У меня разламывалась голова, и плыло перед глазами. Сказывались бессонница и отсутствие аппетита. Несмотря на то, что Ксюха провела эти дни со мной, капая мне валерьянку, заваривая чай и пытаясь накормить куриным бульоном, я так и не вышла из состояния ватного ступора. Я жила на одних рефлексах. Мне так и не удалось проплакаться, оттого тело моё затвердело как кусок мяса в морозильнике. Оно с трудом принимало немного воды, совсем отказываясь от пищи. Спать не получалось, только иногда накрывало тяжёлой дремотой. Мысли неповоротливыми жерновами крутились вокруг воспоминаний маминого лица. Вот она придирчиво осматривает мой новый наряд — себе она обновки покупала всё реже и реже. Вот улыбается, зардевшись, когда папа приносит с улицы большой букет жёлтых кленовых листьев. Вот, волнуясь, разрывает край конверта и вынимает из него тетрадный листок письма от Раи. Вот, смотрит в стену невидящим взглядом: «Я должна её похоронить». И я думаю, что уже в тот момент она всё знала. Потому и не собиралась уезжать. Старшая сестра приняла на себя болезнь, младшая должна была уйти следом. Как и предсказала цыганка, мамину жизнь оборвала пуля. Судьба ли это, злой рок, или услышав и поверив, сёстры сами накликали, запрограммировали себя на такой конец? Мама всю жизнь боялась, и чего боялась, то и сбылось. Может быть, поэтому она всегда мне недоговаривала, рассказывая о своих родственниках? Чтобы я не узнала ненужного, не навесила на себя лишний груз прошлых историй? Бедная моя мамочка, я лишь надеюсь на то, что неся свою ношу, ты всё-таки была счастлива нашей с папой любовью!

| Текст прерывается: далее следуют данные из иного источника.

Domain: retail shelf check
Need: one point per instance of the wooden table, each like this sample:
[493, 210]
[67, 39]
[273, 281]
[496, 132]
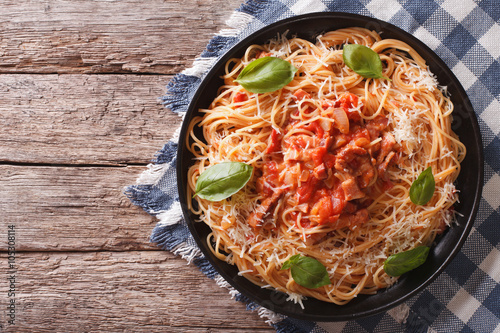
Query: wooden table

— Полина! — Володя потряс меня за плечо. Кажется, я всё-таки уснула. — Приехали!

Мы вышли из «Рафика», Вова взял мою сумку с вещами и, обняв за плечи, повёл в квартиру. Комкая пухлыми руками подол кухонного фартука, миловидная Валентина, встречала нас на пороге:

— Полюшка, детонька моя, вот же, как повстречались-то, горе какое! Что ж за жизнь распроклятая, осиротила нашу голубушку! Проходи, проходи, я сейчас накормлю вас, с дороги. Вова, на диван её посади, там помягче.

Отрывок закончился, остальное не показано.